The Corporate Voting Cartel
The Bull Moose Project's new report, The Corporate Voting Cartel: How to Stop Wall Street Weaponization of Americans' Retirement Portfolios, exposes how three Wall Street firms — BlackRock, Vanguard, and State Street — have consolidated unprecedented control over American corporate governance, with the "Big Three" now owning roughly a quarter of the U.S. stock market and serving as the largest shareholder in approximately 90% of S&P 500 companies. Rather than reflecting the views of everyday investors, this enormous voting power is delegated to small in-house "stewardship" teams that have used it to push ESG and DEI agendas across corporate America.
To end this politicization without restricting Americans' access to low-cost index funds, the report calls for "mirror voting" — a market-friendly reform requiring passive funds to cast their shares in the same proportions as active, business-focused shareholders, holding passive funds to their own sales pitch of mirroring the market rather than distorting it.

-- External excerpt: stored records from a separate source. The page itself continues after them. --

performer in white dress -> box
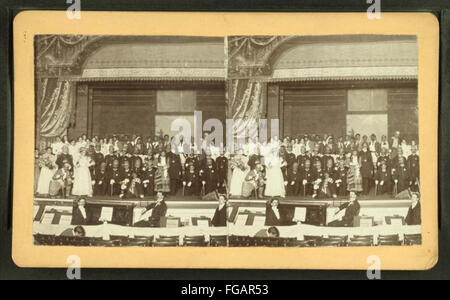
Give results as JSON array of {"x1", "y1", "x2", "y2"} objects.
[
  {"x1": 36, "y1": 147, "x2": 58, "y2": 195},
  {"x1": 230, "y1": 150, "x2": 249, "y2": 197},
  {"x1": 72, "y1": 147, "x2": 95, "y2": 197},
  {"x1": 264, "y1": 151, "x2": 286, "y2": 197}
]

The report rejects the industry-favored "pass-through voting" alternative as a false solution that would entrench proxy advisors and ideological pressure groups, and instead lays out a four-part federal roadmap:
SEC guidance establishing mirror voting as the expected standard for passive funds;
A presidential executive order on the Big Three as a sequel to President Trump's December 2025 order targeting politicized proxy advisors
Congressional legislation codifying mirror voting and rejecting the pass-through voting trap;
Congressional investigations and hearings into the Big Three's concentrated voting power, their stewardship teams, and the SEC's application of fiduciary duty.